Sem parecer que tivesse qualquer intenção de correr atrás da mulher e desfazer o acordo, Luna ficou observando as cascas de milho por algum tempo, até Jean pigarrear e chamar sua atenção.
— Tudo bem?
— Está... é só... — Ela não conseguiu responder, suspirando e coçando a testa como se estivesse tentando tirar alguma coisa de dentro da cabeça, alguma ideia para voltar a ter um bom dia. — Não era isso que eu tinha programado.
— O que é isso?
— Eu não sabia que vovó Amelia tinha prometido fazer bonecas de milho para a festa do coven. Eu lembrava que ela fazia isso todo ano, mas pensei que tinham arrumado outra pessoa depois que...

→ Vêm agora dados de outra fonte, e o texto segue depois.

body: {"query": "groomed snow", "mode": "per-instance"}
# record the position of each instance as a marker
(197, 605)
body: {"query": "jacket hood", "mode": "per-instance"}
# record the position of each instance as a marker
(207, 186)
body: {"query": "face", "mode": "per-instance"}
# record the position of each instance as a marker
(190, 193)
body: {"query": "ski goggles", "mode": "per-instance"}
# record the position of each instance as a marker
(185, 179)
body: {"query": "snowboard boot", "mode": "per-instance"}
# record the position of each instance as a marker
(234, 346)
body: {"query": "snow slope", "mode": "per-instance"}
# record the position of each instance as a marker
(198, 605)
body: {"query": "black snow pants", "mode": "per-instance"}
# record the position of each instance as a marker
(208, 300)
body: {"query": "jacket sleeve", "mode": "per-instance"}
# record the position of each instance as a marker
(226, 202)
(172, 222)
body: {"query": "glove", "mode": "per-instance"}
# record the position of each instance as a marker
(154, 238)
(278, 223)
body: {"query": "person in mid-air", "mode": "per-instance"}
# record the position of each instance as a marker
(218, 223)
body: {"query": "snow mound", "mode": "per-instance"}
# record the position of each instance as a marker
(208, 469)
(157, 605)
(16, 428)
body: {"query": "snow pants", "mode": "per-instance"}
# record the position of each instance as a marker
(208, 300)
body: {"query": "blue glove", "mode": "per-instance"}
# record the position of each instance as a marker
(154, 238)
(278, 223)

— Não arrumaram? — Jean perguntou para tirar o foco da frase que Luna não conseguia completar. Ele também tinha dificuldades em aceitar que Amelia não estava mais ali.
— Elas esqueceram, ao que parece. Estavam preocupadas com outros preparativos e nenhuma delas percebeu que não poderiam mais contar com minha avó.
— Então vieram te pedir para fazer? É sua obrigação? Por ser neta de Amelia, quero dizer.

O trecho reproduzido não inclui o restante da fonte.